La deuxième voie d’accès concerne les contractuels et les fonctionnaires justifiant de six ans d’expérience minimum. Dans ce cas, le recrutement sera opéré au moyen d’une procédure de sélection commune au Conseil et à la Cour mais aussi à d’autres services comme les inspections interministérielles, désormais fonctionnalisées. L’agent recruté par cette voie pourra demander son intégration. Il sera alors auditionné par la commission paritaire de 6 membres décrite plus haut. Et il pourra obtenir son intégration plus rapidement que les jeunes, au bout de dix-huit mois contre trois ans pour les autres. Aucune indication n’est donnée sur l’ampleur du renouvellement permis par cette voie et qui dépendra du nombre de postes ouverts. Nombre lui-même conditionné par la pyramide des âges des corps.

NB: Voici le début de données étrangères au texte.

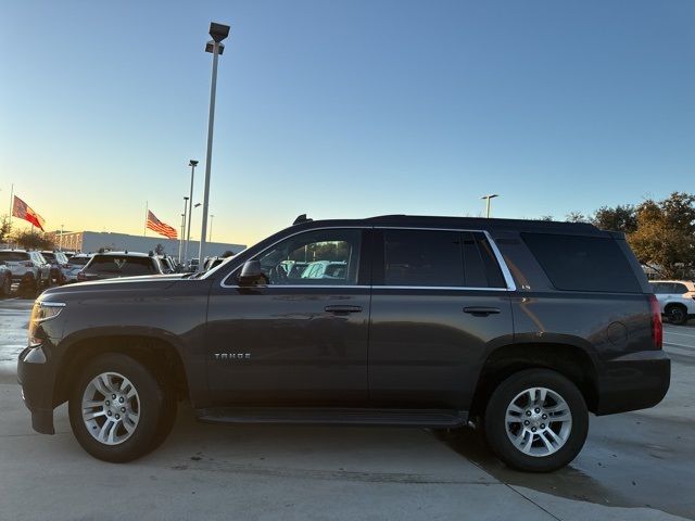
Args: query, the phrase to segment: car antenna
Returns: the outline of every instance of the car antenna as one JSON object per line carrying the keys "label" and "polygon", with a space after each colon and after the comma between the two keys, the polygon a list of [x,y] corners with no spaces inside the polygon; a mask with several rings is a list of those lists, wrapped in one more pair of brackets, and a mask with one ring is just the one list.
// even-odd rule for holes
{"label": "car antenna", "polygon": [[309,219],[308,217],[306,217],[306,214],[302,214],[296,219],[294,219],[294,223],[292,223],[292,226],[301,225],[302,223],[308,223],[309,220],[314,220],[314,219]]}

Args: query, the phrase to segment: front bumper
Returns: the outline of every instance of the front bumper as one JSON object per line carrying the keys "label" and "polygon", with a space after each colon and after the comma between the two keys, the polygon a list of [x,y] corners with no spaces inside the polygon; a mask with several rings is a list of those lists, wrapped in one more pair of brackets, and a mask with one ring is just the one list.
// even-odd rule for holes
{"label": "front bumper", "polygon": [[596,415],[647,409],[664,399],[671,360],[664,351],[641,351],[605,363],[598,377]]}
{"label": "front bumper", "polygon": [[31,427],[42,434],[55,434],[53,428],[54,374],[42,346],[27,347],[17,360],[17,380],[24,405],[31,412]]}

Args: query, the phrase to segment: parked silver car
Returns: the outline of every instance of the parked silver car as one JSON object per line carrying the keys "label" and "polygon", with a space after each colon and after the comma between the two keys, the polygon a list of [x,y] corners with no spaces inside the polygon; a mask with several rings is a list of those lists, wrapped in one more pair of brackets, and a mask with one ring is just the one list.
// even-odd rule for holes
{"label": "parked silver car", "polygon": [[12,281],[22,290],[36,291],[49,285],[50,265],[39,252],[26,250],[0,250],[0,260],[12,271]]}
{"label": "parked silver car", "polygon": [[652,280],[661,314],[671,323],[683,325],[695,318],[695,283],[690,280]]}
{"label": "parked silver car", "polygon": [[91,253],[75,253],[68,259],[67,264],[63,267],[63,277],[65,283],[77,282],[77,274],[87,265],[92,257]]}

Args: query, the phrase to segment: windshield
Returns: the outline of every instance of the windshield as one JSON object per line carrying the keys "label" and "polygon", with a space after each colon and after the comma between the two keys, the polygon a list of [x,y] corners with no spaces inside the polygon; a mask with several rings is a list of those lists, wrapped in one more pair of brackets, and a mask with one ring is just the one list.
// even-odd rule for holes
{"label": "windshield", "polygon": [[28,258],[29,254],[26,252],[0,252],[0,260],[17,262]]}
{"label": "windshield", "polygon": [[85,266],[91,257],[70,257],[70,264]]}

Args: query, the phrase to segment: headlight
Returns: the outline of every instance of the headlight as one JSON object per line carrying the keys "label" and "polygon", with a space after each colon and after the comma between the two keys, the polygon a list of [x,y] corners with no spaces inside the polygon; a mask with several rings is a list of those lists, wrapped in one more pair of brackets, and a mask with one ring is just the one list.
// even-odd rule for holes
{"label": "headlight", "polygon": [[42,322],[43,320],[55,318],[61,314],[64,307],[65,303],[63,302],[38,301],[34,304],[34,308],[31,309],[31,321]]}
{"label": "headlight", "polygon": [[35,347],[41,344],[41,339],[36,336],[38,325],[58,317],[65,303],[63,302],[40,302],[37,301],[31,309],[31,320],[29,321],[29,347]]}

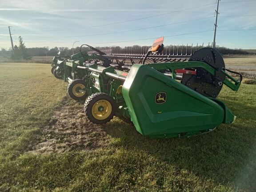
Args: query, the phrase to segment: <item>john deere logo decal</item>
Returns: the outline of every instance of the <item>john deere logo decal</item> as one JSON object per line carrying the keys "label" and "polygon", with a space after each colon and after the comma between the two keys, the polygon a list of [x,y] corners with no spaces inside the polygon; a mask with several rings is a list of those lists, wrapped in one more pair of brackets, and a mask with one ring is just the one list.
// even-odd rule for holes
{"label": "john deere logo decal", "polygon": [[156,104],[162,104],[166,101],[166,93],[159,92],[156,94],[155,102]]}

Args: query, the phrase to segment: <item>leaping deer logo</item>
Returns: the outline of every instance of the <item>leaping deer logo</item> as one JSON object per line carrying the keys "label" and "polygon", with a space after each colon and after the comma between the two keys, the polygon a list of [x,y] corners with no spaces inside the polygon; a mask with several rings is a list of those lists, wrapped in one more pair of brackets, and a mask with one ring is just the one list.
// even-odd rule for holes
{"label": "leaping deer logo", "polygon": [[160,92],[156,94],[155,101],[157,104],[161,104],[166,101],[166,93]]}

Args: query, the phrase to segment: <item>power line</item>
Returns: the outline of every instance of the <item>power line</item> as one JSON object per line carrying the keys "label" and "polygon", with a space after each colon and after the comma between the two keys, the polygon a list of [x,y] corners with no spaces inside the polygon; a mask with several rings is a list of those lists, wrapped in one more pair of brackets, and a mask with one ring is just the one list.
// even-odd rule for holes
{"label": "power line", "polygon": [[[211,30],[206,30],[206,31],[199,31],[199,32],[190,32],[190,33],[182,33],[182,34],[177,34],[177,35],[171,35],[171,36],[164,36],[164,38],[168,38],[168,37],[174,37],[174,36],[184,36],[184,35],[192,35],[192,34],[197,34],[197,33],[204,33],[204,32],[212,32],[213,30],[212,29]],[[140,40],[153,40],[153,39],[156,39],[157,38],[159,37],[159,36],[157,37],[150,37],[150,38],[145,38],[145,39],[136,39],[136,40],[121,40],[121,41],[112,41],[112,42],[102,42],[102,43],[92,43],[92,42],[91,42],[91,43],[88,43],[88,44],[110,44],[110,43],[123,43],[123,42],[133,42],[133,41],[140,41]],[[45,44],[44,44],[44,43],[36,43],[37,44],[44,44],[44,45],[45,45],[47,44],[47,43]]]}
{"label": "power line", "polygon": [[219,31],[256,31],[256,29],[219,29]]}
{"label": "power line", "polygon": [[[178,10],[178,11],[175,11],[173,12],[166,12],[165,13],[162,13],[162,14],[158,14],[158,15],[154,15],[153,16],[148,16],[145,17],[141,17],[141,18],[134,19],[130,20],[127,20],[125,21],[119,21],[119,22],[117,22],[110,23],[106,24],[100,24],[100,25],[94,25],[94,26],[89,26],[89,27],[88,27],[88,28],[93,28],[93,27],[101,27],[101,26],[106,26],[106,25],[110,25],[115,24],[119,24],[120,23],[127,23],[127,22],[131,22],[131,21],[136,21],[136,20],[144,20],[144,19],[149,19],[149,18],[152,18],[152,17],[157,17],[157,16],[161,16],[165,15],[168,15],[168,14],[171,14],[171,13],[179,12],[182,12],[184,11],[187,11],[187,10],[190,10],[190,9],[196,9],[196,8],[207,7],[207,6],[211,5],[214,4],[215,4],[215,3],[207,4],[205,5],[201,5],[201,6],[200,6],[194,7],[192,8],[188,8],[181,9],[181,10]],[[74,28],[77,29],[77,28],[69,28],[68,29],[74,29]],[[55,30],[42,31],[43,32],[50,32],[50,31],[63,31],[63,29],[55,29]]]}
{"label": "power line", "polygon": [[[135,31],[139,31],[139,30],[147,29],[149,29],[149,28],[159,28],[159,27],[164,27],[164,26],[168,26],[168,25],[171,25],[175,24],[179,24],[180,23],[186,23],[188,22],[195,21],[196,21],[196,20],[202,20],[203,19],[211,18],[212,17],[214,17],[214,16],[204,17],[204,18],[199,18],[199,19],[194,19],[194,20],[188,20],[184,21],[181,21],[181,22],[176,22],[176,23],[170,23],[170,24],[164,24],[164,25],[156,25],[156,26],[151,26],[151,27],[147,27],[147,28],[140,28],[134,29],[130,29],[130,30],[126,30],[126,31],[111,32],[104,33],[100,33],[100,34],[97,34],[85,35],[82,35],[82,36],[58,36],[58,37],[60,37],[60,38],[80,37],[85,37],[85,36],[98,36],[104,35],[110,35],[110,34],[113,34],[120,33],[123,33],[123,32],[129,32]],[[56,37],[43,37],[43,38],[56,38]]]}
{"label": "power line", "polygon": [[242,1],[221,1],[220,3],[244,3],[245,2],[256,2],[256,0],[242,0]]}
{"label": "power line", "polygon": [[[207,31],[203,31],[200,32],[192,32],[190,33],[182,33],[180,34],[177,35],[173,35],[171,36],[164,36],[164,38],[166,37],[174,37],[174,36],[181,36],[184,35],[191,35],[194,34],[197,34],[197,33],[201,33],[205,32],[212,32],[213,30],[210,30]],[[132,42],[132,41],[137,41],[140,40],[152,40],[152,39],[156,39],[157,38],[159,37],[151,37],[149,38],[146,39],[137,39],[137,40],[122,40],[120,41],[112,41],[112,42],[104,42],[104,43],[88,43],[88,44],[110,44],[110,43],[123,43],[123,42]]]}
{"label": "power line", "polygon": [[256,15],[237,15],[237,16],[225,16],[225,15],[220,15],[220,17],[246,17],[246,16],[255,16]]}

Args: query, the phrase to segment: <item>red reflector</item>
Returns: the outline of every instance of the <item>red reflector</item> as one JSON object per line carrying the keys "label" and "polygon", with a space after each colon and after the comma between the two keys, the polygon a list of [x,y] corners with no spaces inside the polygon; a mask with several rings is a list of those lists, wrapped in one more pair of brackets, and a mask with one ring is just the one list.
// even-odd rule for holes
{"label": "red reflector", "polygon": [[191,75],[196,75],[196,71],[189,70],[187,69],[176,69],[175,72],[178,73],[190,74]]}

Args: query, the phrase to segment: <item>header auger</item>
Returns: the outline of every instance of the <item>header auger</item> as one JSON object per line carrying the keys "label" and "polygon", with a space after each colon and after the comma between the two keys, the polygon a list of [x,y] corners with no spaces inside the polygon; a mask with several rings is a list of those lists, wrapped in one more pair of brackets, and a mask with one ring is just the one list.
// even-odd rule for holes
{"label": "header auger", "polygon": [[[212,48],[185,56],[186,62],[160,58],[154,54],[162,51],[163,41],[156,40],[142,59],[91,47],[90,55],[81,52],[60,60],[63,78],[70,83],[68,92],[74,99],[86,99],[89,120],[104,124],[117,115],[130,120],[141,134],[161,138],[198,135],[235,120],[215,98],[223,84],[237,91],[242,76],[237,80],[228,74],[221,56]],[[122,60],[129,57],[140,64],[125,64]]]}

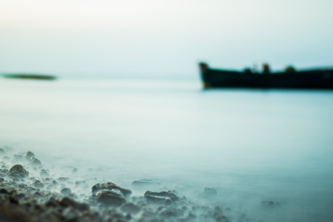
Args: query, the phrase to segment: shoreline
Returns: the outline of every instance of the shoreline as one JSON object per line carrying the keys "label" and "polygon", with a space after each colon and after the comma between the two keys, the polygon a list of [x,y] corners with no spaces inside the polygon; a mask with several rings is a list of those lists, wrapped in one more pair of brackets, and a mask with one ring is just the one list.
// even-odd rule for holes
{"label": "shoreline", "polygon": [[[0,153],[6,151],[0,149]],[[146,190],[135,195],[111,182],[96,181],[91,187],[84,180],[54,178],[30,151],[24,157],[7,157],[3,159],[17,164],[1,162],[0,221],[4,222],[263,221],[223,206],[217,201],[213,188],[203,189],[196,198],[188,199],[180,194],[184,187],[170,190],[160,181],[146,178],[134,181],[133,186]],[[269,211],[280,206],[272,201],[261,205]]]}

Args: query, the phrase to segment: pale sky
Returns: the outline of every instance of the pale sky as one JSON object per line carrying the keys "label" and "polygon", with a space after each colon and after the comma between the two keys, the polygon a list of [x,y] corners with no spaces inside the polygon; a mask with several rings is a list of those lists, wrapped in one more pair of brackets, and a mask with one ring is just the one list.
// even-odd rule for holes
{"label": "pale sky", "polygon": [[190,78],[333,66],[332,0],[0,0],[0,72]]}

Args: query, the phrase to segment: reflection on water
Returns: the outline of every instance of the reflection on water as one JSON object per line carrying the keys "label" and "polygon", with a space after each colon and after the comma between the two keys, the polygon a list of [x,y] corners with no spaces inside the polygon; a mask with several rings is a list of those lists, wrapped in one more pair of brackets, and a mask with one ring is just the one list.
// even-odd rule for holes
{"label": "reflection on water", "polygon": [[333,92],[65,79],[1,80],[0,93],[0,146],[55,169],[122,185],[149,177],[214,187],[250,214],[278,201],[286,221],[333,216]]}

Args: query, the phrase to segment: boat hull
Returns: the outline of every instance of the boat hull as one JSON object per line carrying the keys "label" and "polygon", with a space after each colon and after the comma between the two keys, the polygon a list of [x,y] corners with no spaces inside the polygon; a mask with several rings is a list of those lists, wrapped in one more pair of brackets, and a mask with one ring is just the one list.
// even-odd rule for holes
{"label": "boat hull", "polygon": [[210,69],[202,63],[200,64],[200,67],[205,89],[333,89],[333,69],[316,69],[291,73],[259,73]]}

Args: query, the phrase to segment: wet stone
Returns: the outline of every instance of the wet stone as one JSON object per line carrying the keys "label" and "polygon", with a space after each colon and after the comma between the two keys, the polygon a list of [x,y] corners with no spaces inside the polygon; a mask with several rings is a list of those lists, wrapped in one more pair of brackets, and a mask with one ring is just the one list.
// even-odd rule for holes
{"label": "wet stone", "polygon": [[63,194],[68,195],[72,193],[72,191],[68,188],[64,188],[60,191],[60,193]]}
{"label": "wet stone", "polygon": [[26,176],[29,175],[29,172],[24,169],[22,165],[20,164],[16,164],[13,166],[9,169],[9,171],[11,172],[16,171],[19,173],[23,173]]}
{"label": "wet stone", "polygon": [[207,197],[213,197],[217,195],[217,192],[214,188],[205,187],[203,190],[203,193],[202,194]]}
{"label": "wet stone", "polygon": [[14,155],[13,156],[14,160],[15,161],[21,160],[23,159],[23,156],[22,155]]}
{"label": "wet stone", "polygon": [[35,165],[40,165],[42,162],[39,159],[34,157],[32,157],[29,159],[29,163],[31,164]]}
{"label": "wet stone", "polygon": [[0,148],[0,155],[3,155],[6,154],[6,152],[2,148]]}
{"label": "wet stone", "polygon": [[100,190],[95,196],[99,202],[108,205],[120,206],[126,202],[124,194],[117,189]]}
{"label": "wet stone", "polygon": [[[25,174],[23,174],[23,175],[25,175]],[[22,176],[17,171],[13,171],[13,172],[9,173],[7,174],[7,175],[8,176],[10,176],[16,178],[21,178],[22,177]],[[13,179],[14,178],[13,178]]]}
{"label": "wet stone", "polygon": [[91,192],[93,193],[93,196],[94,196],[96,195],[96,194],[100,190],[106,189],[111,190],[114,189],[119,190],[124,196],[130,194],[132,193],[132,191],[131,190],[121,187],[111,182],[96,184],[93,186],[93,187],[92,188]]}
{"label": "wet stone", "polygon": [[145,193],[144,196],[147,201],[166,204],[171,204],[173,201],[178,200],[180,199],[169,190],[167,192],[165,191],[156,192],[147,190]]}
{"label": "wet stone", "polygon": [[24,157],[26,159],[29,159],[32,157],[35,157],[35,154],[32,152],[28,151],[24,154]]}
{"label": "wet stone", "polygon": [[42,169],[40,170],[40,171],[39,171],[39,173],[42,176],[45,176],[49,175],[49,173],[47,172],[47,171],[46,171],[43,169]]}
{"label": "wet stone", "polygon": [[25,183],[24,183],[23,182],[20,182],[17,185],[19,186],[19,187],[23,188],[27,186],[28,185]]}
{"label": "wet stone", "polygon": [[39,180],[36,180],[34,181],[32,183],[32,184],[35,187],[44,187],[44,184],[41,182]]}
{"label": "wet stone", "polygon": [[161,185],[162,182],[151,178],[145,178],[135,180],[132,182],[132,184],[133,185],[139,186],[154,184]]}

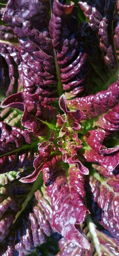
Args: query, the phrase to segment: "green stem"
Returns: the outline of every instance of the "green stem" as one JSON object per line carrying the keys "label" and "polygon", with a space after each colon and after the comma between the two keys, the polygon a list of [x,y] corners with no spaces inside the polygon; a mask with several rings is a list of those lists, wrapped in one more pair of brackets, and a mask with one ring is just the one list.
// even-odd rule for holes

Pas d’exemption pour l’entrée dans les grands corps

Par ailleurs, l’ordonnance va fixer le sort des magistrats de chambres régionales des comptes (CRC) et des tribunaux administratifs, aujourd’hui recrutés pour une partie à la sortie de l’ENA. Ils continueront à être recrutés à la sortie du futur ISP et pourront choisir leur affectation en fonction de leur classement. Mais ils auront l’obligation de servir deux ans dans le corps des administrateurs de l’État pour acquérir une expérience dans l’administration active. À noter qu’une exemption sera accordée aux élèves de l’ISP recrutés par le biais du concours interne ou du troisième concours, ce afin de leur éviter un parcours du combattant.

Mais cette logique a sa limite : l’entrée dans les grands corps sera la même pour tous les agents. Aucune exemption ne sera accordée pour les agents issus de l’interne ou du troisième concours. Tout le monde devra faire ses preuves pendant deux ans sur des emplois A+ et sur des fonctions d’administration active.